Mr Bush criticised the Cuban regime and encouraged dissidents
Mr Bush said he looked forward to a world without Cuban leader Fidel Castro and urged greater global action to promote democracy in Cuba.
He denounced present-day Cuba as "a tropical gulag".
Cuba rejected Mr Bush's appeal and accused him of promoting violence to bring about a change of regime.
In his first major address on Cuban policy in four years, Mr Bush adopted an uncompromising stance towards the leadership of Cuba.
"As long as the regime maintains its monopoly over the political and economic life of the Cuban people, the United States will keep the embargo in place," he said in a speech at the US State Department.
Mr Bush spoke of citizens there who, he said, had no freedom of employment or expression, who lived in dire circumstances and who feared beatings for pursuing the lives they wanted.
"Now is the time to support the democratic movement growing on the island," he said.
"Now is the time to stand with the Cuban people as they stand up for their liberty.

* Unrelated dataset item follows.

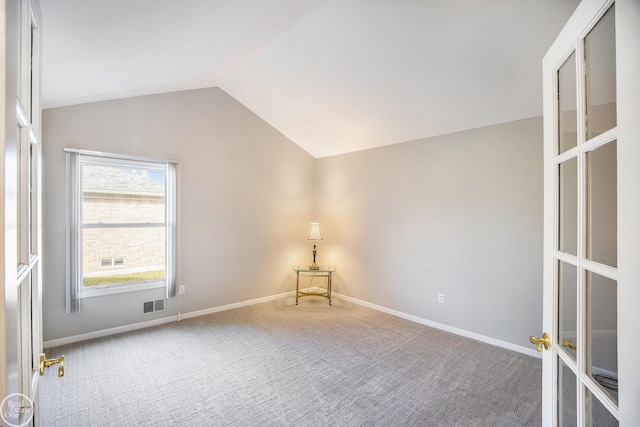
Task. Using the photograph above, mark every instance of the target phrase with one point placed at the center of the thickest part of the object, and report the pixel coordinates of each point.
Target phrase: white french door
(592, 203)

And now is the time for the world to put aside its differences and prepare for Cubans' transitions to a future of freedom and progress and promise."
Mr Bush mentioned the names of dissidents who had been imprisoned for long terms, harassed or persecuted for speaking out against the Cuban communist regime.
He presented dissidents and relatives of dissidents who had escaped Cuba and were present in the audience.
"The dissidents of today will be the nation's leaders," Mr Bush said.
"And when freedom finally comes, they will surely remember who stood with them."
He praised countries like the Czech Republic, Poland and Hungary for the support they were giving to Cuban dissidents and called on other countries to follow suit.
In swift reaction to Mr Bush's speech, Cuban Foreign Minister, Felipe Perez Roque, accused him of promoting the use of force to instigate political change in Cuba.
"It is a confirmation that the current policy of the Bush regime is regime change in Cuba, including through the use of force," Mr Perez Roque told reporters in Havana.
Mr Bush's speech "is understood as a plea for violence, a call for the use of force to topple the revolution and impose his ideas on Cuba," he said.